Yolanda Ciclos, dueña del único asadero de pollos del pueblo, tiene fe en que las ganancias se seguirán multiplicando como ha pasado en estos cuatro meses. Jaime Díaz, líder comunitario, dice que el fin de la guerra les va a permitir “revitalizar” su plan de vida: su lucha por un sistema autónomo. El gobernador confía en que la paz traerá inversión social: carreteras, acueducto, alcantarillado, campos deportivos, proyectos productivos. Y Ezequiel Vitonás, alcalde actual, dice convencido que el alma noble de su raza sí les permitirá perdonar: “Por vivir en paz… sí estaríamos dispuestos al perdón”.

Usiacurí


El robo de dos mecedoras que reposaban a la entrada de una vieja casona de Usiacurí fue la noticia más escandalosa de 2013, en este pueblo del Atlántico al que nunca llegó la guerra. Por esos días arribaron unos extraños con un negocio de lotería. La gente se distrajo con las lavadoras, los televisores y los otros electrodomésticos que entregaban como premio; y solo advirtieron que había sido irrumpido su reino de tranquilidad con la desaparición de las dos sillas. Luego fue un celular. Y ahí sí, perdieron la paciencia. Los persiguieron. Los obligaron a devolver el aparato. Los desterraron para siempre de Usiacurí.

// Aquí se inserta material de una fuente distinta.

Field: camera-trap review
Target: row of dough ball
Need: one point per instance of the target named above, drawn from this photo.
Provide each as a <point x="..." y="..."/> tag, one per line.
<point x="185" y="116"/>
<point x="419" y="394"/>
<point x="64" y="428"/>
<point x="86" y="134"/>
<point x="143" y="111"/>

Es extraño el silencio y la quietud de este pueblo a 30 kilómetros de Barranquilla, habitado por cerca de 9.000 personas. Para llegar hasta allí es necesario cruzar por otros municipios de calles sucias, atiborradas de motos y comercio y personas atravesadas en las vías. Y justo antes –a unos 20 minutos– está el convulsionado Baranoa: un pueblo que no pudo escapar a la guerra que los paramilitares desplegaron en casi todo Atlántico desde 2003, en cabeza de alias Don Antonio. Incluso, en Usiacurí se dice que los pocos muertos que han aparecido en sus calles los últimos 15 años no son propios. Son cuerpos abandonados, víctimas del conflicto que se libró a sus alrededores y del que ellos, milagrosamente, se mantuvieron al margen.

¿Cómo lo han hecho? “En Usiacurí heredamos de nuestros mayores el respeto por la vida y el dolor ajeno”, dice el alcalde William Bresneider Alvear. Y luego explica que en este pueblo de clima caliente y seco, irresistible al mediodía, existe una sinergia inusual entre las autoridades y la comunidad. A Usiacurí no entra ningún extraño sin ser anunciado. “Ustedes apenas estaban llegando y yo ya había recibido una llamada del comandante de la Policía reportando la entrada de su carro, con sus respectivas placas”.

Cuenta Óscar Arturo Peña, veedor ciudadano, que por esos años en los que las autodefensas empezaron a ensañarse con el Atlántico, los mismos pobladores propusieron la creación de unos frentes de seguridad. Se instalaron alarmas en los lugares estratégicos del pueblo. Y Usiacurí quedó blindado.

Para hablar de violencia en este pueblo de calles limpias, de casonas de colores dispersas entre árboles tupidos, hay que devolverse a un pasado muy remoto. “Hace unos 25 años mataron al esposo de una profesora que iba para su finca, donde tenía ganado –cuenta Karen Gutiérrez, personera–. El asesino fue atrapado por algunas personas de la comunidad. Era un policía. Ese fue el segundo muerto de ese día”, remata en voz baja.

Y también cuenta que existen una comisaría de familia y una inspección de Policía móvil, que van de casa en casa capacitando a los pobladores en sus derechos, en las rutas de atención que deben seguir si son vulnerados. “Es fácil sensibilizar a la gente. En Usiacurí sabemos escuchar”, afirma la inspectora.

En este pueblo no hay ricos ni pobres; la mayoría son artesanos que sobreviven tejiendo palma de iraca traída del sur de Bolívar. En Usiacurí no hay habitantes de calle, no existen hoteles, hay un par de restaurantes y unos pocos locales comerciales. La cárcel no es cárcel sino “un centro de reflexión”. La gente muere de vieja. Y todos los pobladores tienen incluidas en sus discursos las palabras ciudadanía, buen trato y convivencia, casi como una doctrina. “Dios no nos dio riqueza y tenemos grandes limitaciones de presupuesto –dice el señor Óscar Peña, veedor– pero nos dio la paz”.

¿Qué espera este pueblo pacífico del desarme de las Farc? El alcalde responde: “Que haya miles de Usiacurís en Colombia”.